Under the proposal, Burton, Dorothy Perkins and Topshop stores will close and rents will be cut at another 194 stores at the Arcadia group.
It is another blow to the tycoon, who this month lost his Sunday Times Rich List billionaire status.
Ian Grabiner, chief executive of Arcadia Group, called the steps “tough but necessary” to mend the business.
The company also plans to shut all its 11 Topshop and Topman stores in the US.
The closures would add to the 200 UK stores shut over the past three years as it struggles with a challenging market.
The reorganisation comes in the form of a series of Company Voluntary Arrangements (CVAs), a type of insolvency for troubled businesses that allows rents to be cut. There are seven in total and all must be approved by creditors.
They are seen as a final effort by a company to stave off administration or breakup.
Arcadia stores set to close
Many retail experts believe Topshop, Sir Philip’s prize asset, has fallen out of favour with today’s young consumers, who are favouring online retailers such as Asos and Pretty Little Things.
In return for the rent cuts, Sir Philip’s wife, Lady Tina Green, who is the main shareholder of Arcadia, will invest £50m in the company.
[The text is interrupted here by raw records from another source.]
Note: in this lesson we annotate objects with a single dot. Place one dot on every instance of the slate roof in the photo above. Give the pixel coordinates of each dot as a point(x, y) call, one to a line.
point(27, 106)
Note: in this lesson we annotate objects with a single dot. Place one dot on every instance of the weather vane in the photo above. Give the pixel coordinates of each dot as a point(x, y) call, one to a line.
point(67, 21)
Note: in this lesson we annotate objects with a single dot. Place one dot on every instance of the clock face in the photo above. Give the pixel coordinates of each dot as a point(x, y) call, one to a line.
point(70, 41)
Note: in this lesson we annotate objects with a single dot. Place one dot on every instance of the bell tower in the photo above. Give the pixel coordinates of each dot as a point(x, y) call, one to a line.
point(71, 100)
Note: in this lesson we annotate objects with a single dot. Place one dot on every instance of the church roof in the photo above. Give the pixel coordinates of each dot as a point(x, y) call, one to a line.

Landlords, thought to number in the hundreds, and other creditors will have to agree to the proposal, which will be put to them on 5 June.
The deal will see them owning 20% of the firm, while they will also be able to claim against a £40m “compromised creditor” fund.
It has not been made clear just how steep a rent reduction they are being asked to provide.
Sir Philip’s Arcadia group has 1,170 shops in 36 countries, although the majority are concessions or franchises.
It has 566 locations in the UK and Ireland, employing 18,000 people.
The plan must also be approved by the company’s pension trustees, who are also being offered a new deal.
The company has been topping up the two largest Arcadia pension schemes by £50m a year.
This will be cut to £25m, but Lady Tina will make up the shortfall for three years and add another payment of £25m.
Tough times for the former ‘King of the high street’
Sir Philip Green’s brands used to dominate the high street. He was the king of retail, making a fortune in the process.
He famously took out a £1.2bn dividend from Arcadia back in 2005, the largest corporate payout in UK history.
But this once powerful retail empire is now in serious trouble. Dorothy Perkins, Burtons and Miss Selfridge fell out of fashion a long time ago.
Topshop has long been the jewel in the Arcadia crown but it too is struggling. It’s no longer the go-to place for young fashion-seekers.
Behind the scenes, his brands have suffered from years of underinvestment. But, like other traditional retailers, Arcadia is also been hit by rising costs like business rates and wages as well as our changing shopping habits.
Sales are on the slide. This restructuring deal, which must be approved by landlords and the Pension Protection Fund, is a pivotal moment for Sir Philip and his business.
If he doesn’t succeed, administration looms. His aim is to put the group on a more sustainable footing so a turnaround plan can be put in place.
But launching a CVA, even though they’re in fashion, is a dramatic fall from grace for a businessman whose glory days seem long gone.
Last year, landlords called for a government review as more struggling retailers asked for rent reductions.
The British Property Federation (BPF) said too many companies were abusing CVAs and using them to dodge rent.
The BPF said that it would be for individual property owners to decide on how they would vote on Arcadia’s plan.
New Look, Carpetright, House of Fraser and Mothercare are among retailers that used the process to shore up their finances.
Last year, Sir Philip was embroiled in claims, which he strongly denied, of bullying and inappropriate behaviour.
He was also criticised over the demise of department store chain BHS, which, after he sold it for just £1, collapsed a year later.
It emerged in January that the business had hired advisers at Deloitte to explore a restructuring, prompted by a decline in sales and profits.